Dive Brief:
- Mercer’s latest Financial Services Executive Compensation Snapshot Survey shows that 78% of companies are making changes to their executive pay programs as a result of difficult market conditions.
- The survey reviewed the pay practices of 55 global financial services companies – banks, insurers and other financial services companies – based in 15 major countries in Europe, North America and Asia.
- The most popular changes planned are the strengthening of bonus-malus and clawback conditions (47%), strengthening the link between performance management and compensation (44%) and increasing the use of non-financial measures (31%) in reviewing performance.
Dive Insight:
Vicki Elliott, senior partner at Mercer, said financial services HR teams and remuneration committees are seeking ways to structure pay to engage, motivate and retain high-performing staff while being mindful of regulatory requirements and public pressure.
"Since 2008, we’ve seen a steady change in approach as companies actively tie rewards more closely to risk and multi-year performance," she says, adding that in 2015, for example, there is much focus on increasing the individual differentiation in bonuses.
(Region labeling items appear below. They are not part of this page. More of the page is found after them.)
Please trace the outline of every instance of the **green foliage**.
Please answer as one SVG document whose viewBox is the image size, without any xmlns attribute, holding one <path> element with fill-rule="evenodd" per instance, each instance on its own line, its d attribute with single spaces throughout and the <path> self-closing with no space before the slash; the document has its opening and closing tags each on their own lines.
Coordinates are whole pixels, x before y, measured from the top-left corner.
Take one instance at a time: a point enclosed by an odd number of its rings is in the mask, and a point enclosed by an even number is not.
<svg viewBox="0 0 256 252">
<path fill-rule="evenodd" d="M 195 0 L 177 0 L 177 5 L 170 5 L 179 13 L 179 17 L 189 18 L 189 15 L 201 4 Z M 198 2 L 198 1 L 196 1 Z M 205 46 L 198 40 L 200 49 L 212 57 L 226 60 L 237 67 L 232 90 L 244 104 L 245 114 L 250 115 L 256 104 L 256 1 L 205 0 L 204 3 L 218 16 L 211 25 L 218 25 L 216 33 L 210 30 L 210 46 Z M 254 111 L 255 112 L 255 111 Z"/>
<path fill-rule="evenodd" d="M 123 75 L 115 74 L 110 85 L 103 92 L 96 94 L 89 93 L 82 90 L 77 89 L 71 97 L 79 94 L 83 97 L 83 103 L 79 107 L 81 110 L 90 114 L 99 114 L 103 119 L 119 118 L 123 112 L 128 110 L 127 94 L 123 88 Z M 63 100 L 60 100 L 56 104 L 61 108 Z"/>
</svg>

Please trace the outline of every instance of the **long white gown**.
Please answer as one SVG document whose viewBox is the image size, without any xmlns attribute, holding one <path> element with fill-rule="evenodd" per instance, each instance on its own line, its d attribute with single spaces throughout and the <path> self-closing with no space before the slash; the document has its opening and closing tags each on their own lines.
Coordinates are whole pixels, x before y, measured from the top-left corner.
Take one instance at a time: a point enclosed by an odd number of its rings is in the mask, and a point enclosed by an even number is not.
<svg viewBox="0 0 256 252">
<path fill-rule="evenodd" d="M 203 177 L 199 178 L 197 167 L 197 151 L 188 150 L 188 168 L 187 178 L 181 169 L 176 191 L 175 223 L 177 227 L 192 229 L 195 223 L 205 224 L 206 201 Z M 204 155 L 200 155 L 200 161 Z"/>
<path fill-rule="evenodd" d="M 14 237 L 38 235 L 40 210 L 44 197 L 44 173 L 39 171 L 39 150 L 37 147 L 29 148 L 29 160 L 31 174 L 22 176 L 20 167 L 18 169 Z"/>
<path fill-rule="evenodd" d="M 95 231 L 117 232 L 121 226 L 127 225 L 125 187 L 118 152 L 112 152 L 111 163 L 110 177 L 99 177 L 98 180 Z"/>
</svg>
The four main differentiation strategies mentioned in the survey are bonus deferrals, bonus-malus and clawbacks; long-term incentive plans; non-financial performance measurement and pay mix.
In the bonus deferral area, for example, most organizations have a mandatory bonus deferral in place. Nearly all banks and almost half of all insurance companies have these plans. Interestingly, 42% of North American organizations do not have a mandatory deferral program in place. This is in stark contrast to Europe (86%), where EU regulation has been more prescriptive on the issue.